We realize, of course, that the cynical reader will simply observe that our stupid government kept many dumb things funded. Hence the Golden Fleece Awards.
The defense May offers against that accusation is simple. There were many people in the government who wanted to shut the program down even from its beginning. If it were not for a handful of heroes who put their considerable weight and reputations on the line supporting the project, these detractors would clearly have been successful. Would they have done so if there were nothing to the application of apparent ESP? Unlikely, given the already controversial nature of any claims of psychic abilities.
Ed May is often asked, “Is the government still involved?” As he has given up all his security clearances long ago in the spy versus spy game, “I simply cannot say for certain. In my opinion, I believe it is not funding further work. Given the state of the world just now in 2012, all I can do is hope that my assessment is incorrect.”

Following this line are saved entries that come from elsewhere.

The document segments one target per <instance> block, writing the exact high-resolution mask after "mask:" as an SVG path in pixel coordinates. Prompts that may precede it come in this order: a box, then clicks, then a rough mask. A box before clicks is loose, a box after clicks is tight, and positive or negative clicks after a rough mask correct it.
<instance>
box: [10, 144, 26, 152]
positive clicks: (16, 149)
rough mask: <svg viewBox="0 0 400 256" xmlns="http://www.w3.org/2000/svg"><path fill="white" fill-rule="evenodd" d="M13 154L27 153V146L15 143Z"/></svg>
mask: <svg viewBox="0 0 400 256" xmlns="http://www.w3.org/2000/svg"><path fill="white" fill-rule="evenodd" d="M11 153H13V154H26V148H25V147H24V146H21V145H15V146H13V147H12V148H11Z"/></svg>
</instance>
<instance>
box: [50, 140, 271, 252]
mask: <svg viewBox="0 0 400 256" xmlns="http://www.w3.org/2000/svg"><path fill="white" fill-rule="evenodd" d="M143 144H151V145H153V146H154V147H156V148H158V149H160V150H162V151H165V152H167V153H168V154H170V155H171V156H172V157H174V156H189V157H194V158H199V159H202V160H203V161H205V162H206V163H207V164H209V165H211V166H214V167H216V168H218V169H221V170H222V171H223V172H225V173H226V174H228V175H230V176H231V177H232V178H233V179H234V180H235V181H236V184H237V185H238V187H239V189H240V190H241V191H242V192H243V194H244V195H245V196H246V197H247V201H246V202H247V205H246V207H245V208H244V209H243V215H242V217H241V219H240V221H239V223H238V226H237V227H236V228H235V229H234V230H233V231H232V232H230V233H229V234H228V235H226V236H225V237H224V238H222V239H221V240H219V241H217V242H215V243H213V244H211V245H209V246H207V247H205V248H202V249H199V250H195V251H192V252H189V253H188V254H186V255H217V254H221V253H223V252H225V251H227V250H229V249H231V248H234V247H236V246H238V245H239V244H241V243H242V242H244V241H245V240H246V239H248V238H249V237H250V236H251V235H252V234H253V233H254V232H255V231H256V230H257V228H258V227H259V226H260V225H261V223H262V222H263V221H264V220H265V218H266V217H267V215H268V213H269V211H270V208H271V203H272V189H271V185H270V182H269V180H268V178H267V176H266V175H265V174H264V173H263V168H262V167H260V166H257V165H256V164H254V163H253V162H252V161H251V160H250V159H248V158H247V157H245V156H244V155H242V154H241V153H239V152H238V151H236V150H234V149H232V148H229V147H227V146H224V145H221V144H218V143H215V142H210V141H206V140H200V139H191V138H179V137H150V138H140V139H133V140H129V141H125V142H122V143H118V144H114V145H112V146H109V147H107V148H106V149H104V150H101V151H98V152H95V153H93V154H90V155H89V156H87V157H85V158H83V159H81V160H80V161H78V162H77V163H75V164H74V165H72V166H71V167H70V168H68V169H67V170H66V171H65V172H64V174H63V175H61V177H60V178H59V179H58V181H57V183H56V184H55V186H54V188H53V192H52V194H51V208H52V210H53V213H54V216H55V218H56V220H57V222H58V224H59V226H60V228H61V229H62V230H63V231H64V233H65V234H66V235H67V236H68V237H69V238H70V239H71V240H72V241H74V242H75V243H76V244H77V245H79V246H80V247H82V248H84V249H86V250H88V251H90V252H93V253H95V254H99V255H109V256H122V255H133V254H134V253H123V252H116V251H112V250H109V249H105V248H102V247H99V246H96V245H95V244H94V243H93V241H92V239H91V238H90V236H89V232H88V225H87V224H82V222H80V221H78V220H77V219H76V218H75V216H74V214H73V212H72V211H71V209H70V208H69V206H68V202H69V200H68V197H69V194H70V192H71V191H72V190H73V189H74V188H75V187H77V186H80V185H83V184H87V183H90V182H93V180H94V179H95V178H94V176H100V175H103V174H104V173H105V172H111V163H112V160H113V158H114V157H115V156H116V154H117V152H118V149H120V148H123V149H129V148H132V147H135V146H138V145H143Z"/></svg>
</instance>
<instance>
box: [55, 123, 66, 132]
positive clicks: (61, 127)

In this chapter, we focused on the Star Gate contractor’s perspective. There is another side to the story, regarding the formation of the Government’s own psychic spy unit at Ft. Meade, in Maryland from the perspective of one of the remote viewers. The project’s successes and failures, and thoughts on that of the program, are described in the next two chapters.
Notes:
1. The essay can be downloaded from www.lfr.org/LFR/csl/library/PsychicMagArticle.pdf.
2. The program had various names before Star Gate. These included: Gondola Wish, Fish Fry, Sun Streak, Center Lane, Grill Flame and Quantum Leap.
3. Their technical paper can be downloaded from www.lfr.org/LFR/csl/library/HonortonFerrari.pdf.